Question: Is this observation correct? Also, is there a known architecture or Java distribution for which a weak compare and set is actually faster? If not, what is the advantage of using a weak CAS in the first place?
A weak compare and swap could act as a full volatile variable, depending on the implementation of the JVM, sure. In fact, I wouldn't be surprised if on certain architectures it is not possible to implement a weak CAS in a notably more performant way than the normal CAS. On these architectures, it may well be the case that weak CASes are implemented exactly the same as a full CAS. Or it might simply be that your JVM has not had much optimisation put into making weak CASes particularly fast, so the current implementation just invokes a full CAS because it's quick to implement, and a future version will refine this.
The JLS simply says that a weak CAS does not establish a happens-before relationship, so it's simply that there is no guarantee that the modification it causes is visible in other threads. All you get in this case is the guarantee that the compare-and-set operation is atomic, but with no guarantees about the visibility of the (potentially) new value. That's not the same as guaranteeing that it won't be seen, so your tests are consistent with this.
In general, try to avoid making any conclusions about concurrency-related behaviour through experimentation. There are so many variables to take into account, that if you don't follow what the JLS guarantees to be correct, then your program could break at any time (perhaps on a different architecture, perhaps under more aggressive optimisation that's prompted by a slight change in the layout of your code, perhaps under future builds of the JVM that don't exist yet, etc.). There's never a reason to assume you can get away with something that's stated not to be guaranteed, because experiments show that "it works".

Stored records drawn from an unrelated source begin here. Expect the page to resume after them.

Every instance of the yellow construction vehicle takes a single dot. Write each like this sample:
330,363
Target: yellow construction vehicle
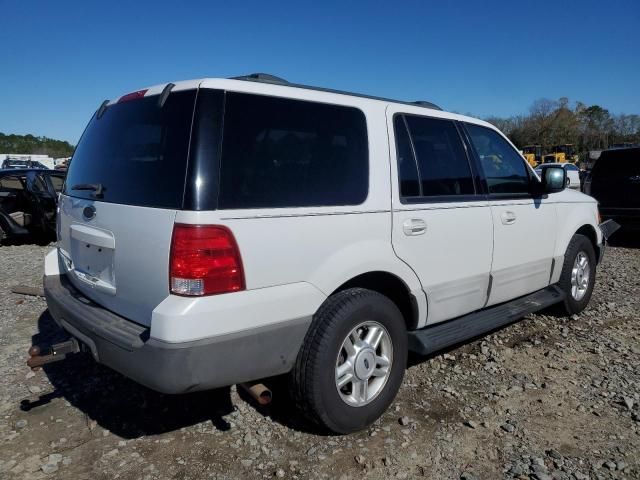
561,154
533,154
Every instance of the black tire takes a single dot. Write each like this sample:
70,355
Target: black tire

The x86 instruction for "atomically compare and swap" is LOCK CMPXCHG. This instruction creates a full memory fence.
There is no instruction that does this job without creating a memory fence, so it is very likely that both compareAndSet and weakCompareAndSet map to LOCK CMPXCHG and perform a full memory fence.
But that's for x86, other architectures (including future variants of x86) may do things differently.
weakCompareAndSwap is not guaranteed to be faster; it's just permitted to be faster. You can look at the open-source code of the OpenJDK to see what some smart people decided to do with this permission:
source code of compareAndSet
source code of weakCompareAndSet
Namely: They're both implemented as the one-liner
return unsafe.compareAndSwapObject(this, valueOffset, expect, update);
They have exactly the same performance, because they have exactly the same implementation! (in OpenJDK at least). Other people have remarked on the fact that you can't really do any better on x86 anyway, because the hardware already gives you a bunch of guarantees "for free". It's only on simpler architectures like ARM that you have to worry about it.